Mercasevilla deberá readmitir a Ponce o pagarle 240.000 euros

La juez declara improcedente el despido porque "toleró" el comportamiento del directivo

J. Muñoz

10 de febrero 2010 - 05:03

Mercasevilla tendrá que readmitir o pagar una indemnización de 239.585,47 euros al ex director adjunto Daniel Ponce, imputado por el presunto cobro de comisiones ilegales, porque la empresa "toleró" el comportamiento del trabajador y la carta de despido no estaba correctamente redactada al no precisar los gastos y pagos fuera de control que le atribuye.

La titular del juzgado de lo Social número 11 de Sevilla, Adelaida Maroto, ha declarado que el despido del ex directivo del Mercado Mayorista es "improcedente" en una sentencia en la que desmonta, punto a punto, los argumentos que la empresa había esgrimido para despedir al trabajador. La resolución declara como hechos probados que en los meses de junio de 2007 y 2008 Ponce realizó sendos viajes a Vietnam con la asociación de mayoristas de pescado. En cuanto al primer viaje, el empleado no presentó justificantes de los gastos realizados, sí en el segundo viaje en el que incluyó un pago de 560,80 euros en concepto de "bebidas alcohólicas" y "un masaje".

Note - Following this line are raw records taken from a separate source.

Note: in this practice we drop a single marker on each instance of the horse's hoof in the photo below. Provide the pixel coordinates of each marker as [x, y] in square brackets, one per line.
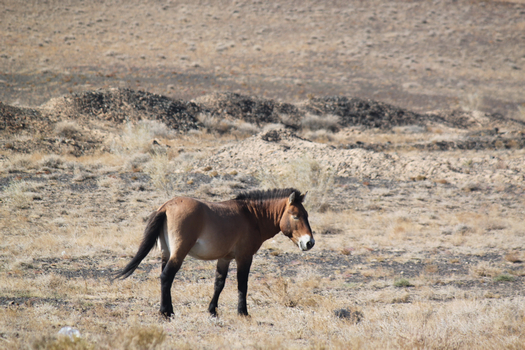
[166, 314]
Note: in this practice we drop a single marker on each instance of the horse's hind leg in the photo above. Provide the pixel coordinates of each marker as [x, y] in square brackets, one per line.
[166, 280]
[243, 270]
[220, 280]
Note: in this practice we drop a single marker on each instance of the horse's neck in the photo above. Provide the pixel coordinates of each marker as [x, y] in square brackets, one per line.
[268, 214]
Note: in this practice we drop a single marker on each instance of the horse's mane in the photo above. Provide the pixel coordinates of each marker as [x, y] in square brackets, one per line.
[276, 193]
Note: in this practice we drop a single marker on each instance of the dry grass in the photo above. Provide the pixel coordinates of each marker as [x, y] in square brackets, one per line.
[47, 245]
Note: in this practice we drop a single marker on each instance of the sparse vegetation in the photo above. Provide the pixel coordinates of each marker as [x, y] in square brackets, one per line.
[16, 195]
[305, 174]
[418, 217]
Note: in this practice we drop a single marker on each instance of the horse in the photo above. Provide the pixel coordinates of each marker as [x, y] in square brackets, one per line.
[222, 231]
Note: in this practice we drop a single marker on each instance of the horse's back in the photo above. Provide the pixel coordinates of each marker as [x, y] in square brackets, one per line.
[212, 228]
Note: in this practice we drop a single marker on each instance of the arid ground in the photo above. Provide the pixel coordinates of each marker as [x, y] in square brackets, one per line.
[404, 121]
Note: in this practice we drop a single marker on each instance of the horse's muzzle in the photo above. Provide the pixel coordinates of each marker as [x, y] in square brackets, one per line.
[306, 242]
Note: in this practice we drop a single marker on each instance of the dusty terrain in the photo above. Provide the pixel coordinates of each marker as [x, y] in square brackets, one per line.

Pero la juez entiende que estos hechos han prescrito y advierte que, aunque no lo estuvieran, en este caso hay una "clara situación de tolerancia de la empresa ante el comportamiento del trabajador, que pese a la enorme magnitud del gasto sin justificar o con justificación inadecuada (masajes, bebidas) no realiza ni un solo requerimiento para que subsane la omisión". La juez rechaza como motivo de despido su participación en hechos supuestamente delictivos -el cobro de comisiones- porque el directivo negó su participación en las grabaciones y la empresa no propuso en el juicio otros medios de prueba, como la declaración del empresario o de los policías, algo que la juez considera "inexplicable" por parte de Mercasevilla.

En cuanto a la carta de despido, la juez dice que "no está correctamente redactada" porque no precisa qué gastos y pagos han estado fuera de control y pueden imputarse al directivo. La sentencia rechaza, de otro lado, que Ponce haya sufrido una situación de acoso laboral, persecución o comportamiento insultante, y añade que, tras el escándalo, "era lógico y razonable" un cambio en sus funciones.